Маленькая эта избушка с ее обитателями затерялась в непроходимой тайге, тысячами верст и бездорожьем отделенная от мира: сюда и ворон-то залетает редко, здесь медведь живет да тунгус, тунгус да медведь, да белка с горностаем и другие звери. Да еще разве леший с комарами и прочим гнусом.
А вот русский купец из мира пришел сюда, из того далекого-далекого сказочного мира, пришел сюда, сел, срубил избу, стал хозяйничать. Он хитрый, этот молодой, с чуть пробивающимися усиками человек, он ловкий, сильный, всего привез с собой, приплавил сверху по воде всяких товаров, каких только надо, и, главное, водки. Такой хороший этот Борька: как свет стоит, никто сюда не заглядывал, тунгус на Ангару ходил за «покрутой» — за тысячу верст по тайге, по звериным тропам, а теперь, слава богу, тунгусу не надо заботиться, как раньше: все привез к нему этот милый человек, дружок Борька.

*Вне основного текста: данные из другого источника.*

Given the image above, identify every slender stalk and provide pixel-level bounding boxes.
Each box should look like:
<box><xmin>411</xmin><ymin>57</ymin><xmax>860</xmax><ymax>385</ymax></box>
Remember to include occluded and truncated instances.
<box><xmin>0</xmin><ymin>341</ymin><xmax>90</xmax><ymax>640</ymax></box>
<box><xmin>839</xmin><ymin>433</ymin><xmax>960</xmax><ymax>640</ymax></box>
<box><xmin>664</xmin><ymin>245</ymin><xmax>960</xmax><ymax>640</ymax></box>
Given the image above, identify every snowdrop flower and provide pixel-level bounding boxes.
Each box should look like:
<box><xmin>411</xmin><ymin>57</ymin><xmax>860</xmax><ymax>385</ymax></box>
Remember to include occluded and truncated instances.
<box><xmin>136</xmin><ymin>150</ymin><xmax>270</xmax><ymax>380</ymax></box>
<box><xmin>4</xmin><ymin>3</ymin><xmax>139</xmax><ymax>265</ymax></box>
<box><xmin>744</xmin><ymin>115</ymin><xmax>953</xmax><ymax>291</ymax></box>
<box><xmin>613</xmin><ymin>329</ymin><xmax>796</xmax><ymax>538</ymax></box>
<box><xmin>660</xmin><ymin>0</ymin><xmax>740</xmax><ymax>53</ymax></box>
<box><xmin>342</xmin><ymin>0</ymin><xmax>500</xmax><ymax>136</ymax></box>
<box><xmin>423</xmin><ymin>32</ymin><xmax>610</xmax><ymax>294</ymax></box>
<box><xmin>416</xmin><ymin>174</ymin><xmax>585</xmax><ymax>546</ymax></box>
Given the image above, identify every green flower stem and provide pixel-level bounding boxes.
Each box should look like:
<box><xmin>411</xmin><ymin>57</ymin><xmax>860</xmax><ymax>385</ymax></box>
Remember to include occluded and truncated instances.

Да он не один пришел, а захватил с собой двух парней — сподручных и еще девушку Машу. Говорят, сманил ее, насулил горы — «Поедем, женюсь, хозяйкой будешь», — девку долго ль сбить с толку, а тут еще у Борьки черные кудри и глаза большие-большие, печальные, а лицо белое и с горбинкой нос.
Верстах в тридцати от них, вниз по реке, было стойбище тунгусов. Здесь жили три семьи, перекочевавшие из тайги на реку, где меньше гнуса и есть долинки с шелковой травой, хорошим для оленей кормом. Чум Конго, молодого и ловкого тунгуса, стоял у самой реки, чум его брата Найканчи стоял повыше, а старик Унекан залез выше всех, расположившись на полянке в лесу.
Старик был большой задира и всегда буянил, когда напивался водки. Его толстогубое лицо угрюмо и сосредоточенно, голос грубый, надменный, но глаза светились нежными огоньками, и не было в них ни луча злобы.